The detailed 3D multi-loop aggregate/rosette chromatin architecture and functional dynamic organization of the human and mouse genomes.

The dynamic three-dimensional chromatin architecture of genomes and the obvious co-evolutionary connection to its function – the storage and expression of genetic information – is still, after ~170 years, a central question of current research. With a systems genomics approach using a novel selective high-throughput chromosomal interaction capture (T2C) technique together with quantitative polymer simulations and scaling analysis of genomic structures and the DNA sequence, we determined the architecture of genomes with unprecedented molecular resolution and dynamic range from single base pair entire chromosomes. Polymer simulations using Monte Carlo and Brownian dynamics approaches confirm T2C results and allow to predict and to explain additional experimental findings. This agrees also with novel dynamics information from fluorescence correlation spectroscopy (FCS) analysis of chromatin relaxations in vivo. Beyond, we find a fine-structured multi-scaling behaviour of both the architecture and the DNA sequence, which shows for the first time the tight entanglement between architecture and sequence. Since, T2C allows reaching an optimal combination of resolution, interaction frequency range, multiplexing, and an unseen signal-to-noise ratio at molecular resolution this, hence, opens the door to architectural sequencing of genomes.
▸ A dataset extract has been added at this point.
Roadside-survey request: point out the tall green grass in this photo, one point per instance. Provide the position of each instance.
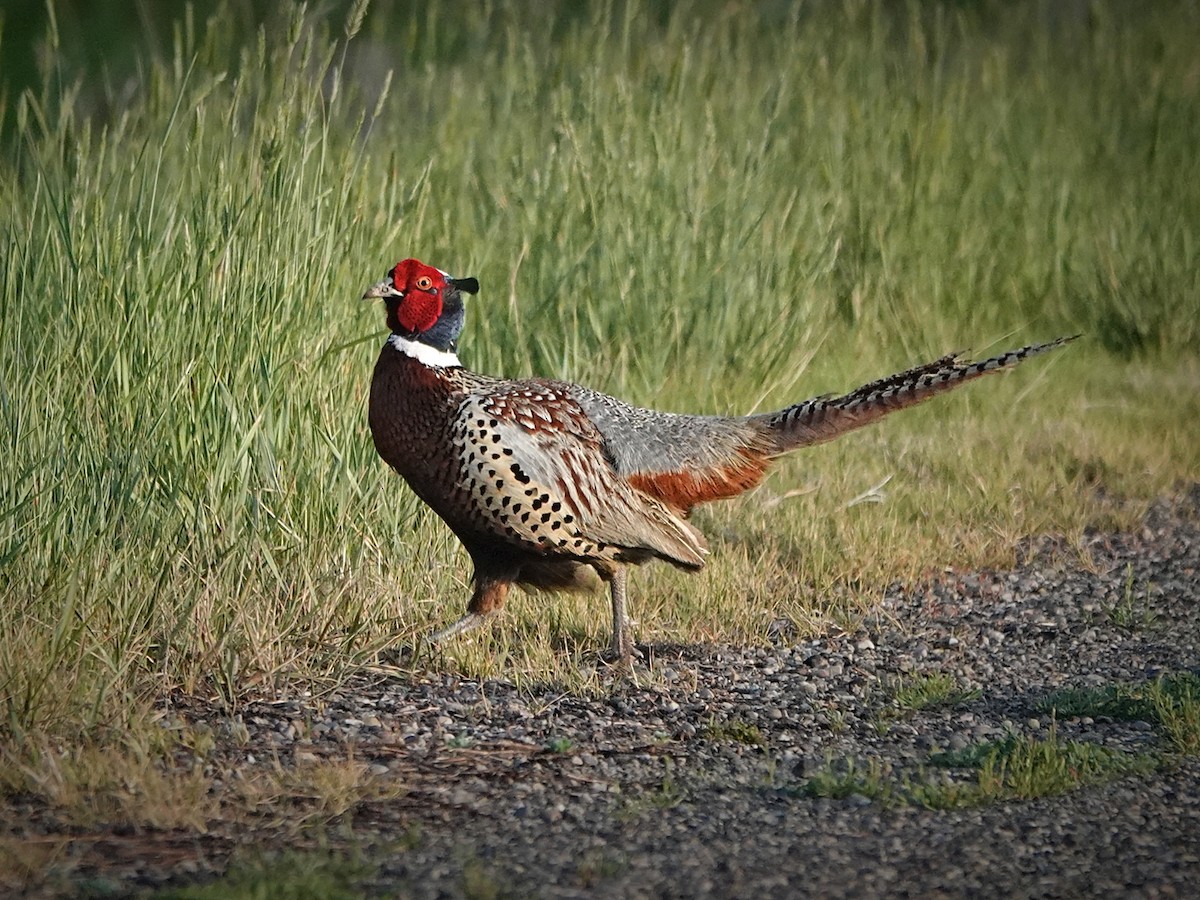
(708, 207)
Additionally, we have reached the level of genome statistical mechanics with corresponding uncertainty principles. Hence, we determined the three-dimensional architecture and dynamics of genomes for the first time in a consistent system genomics manner from several angles which are all in agreement as well as additionally also with the heuristics of the research of the last 170 years. This will lead to a detailed understanding of genomes with fundamental new insights and huge novel perspectives for diagnosis, treatment, and genome engineering.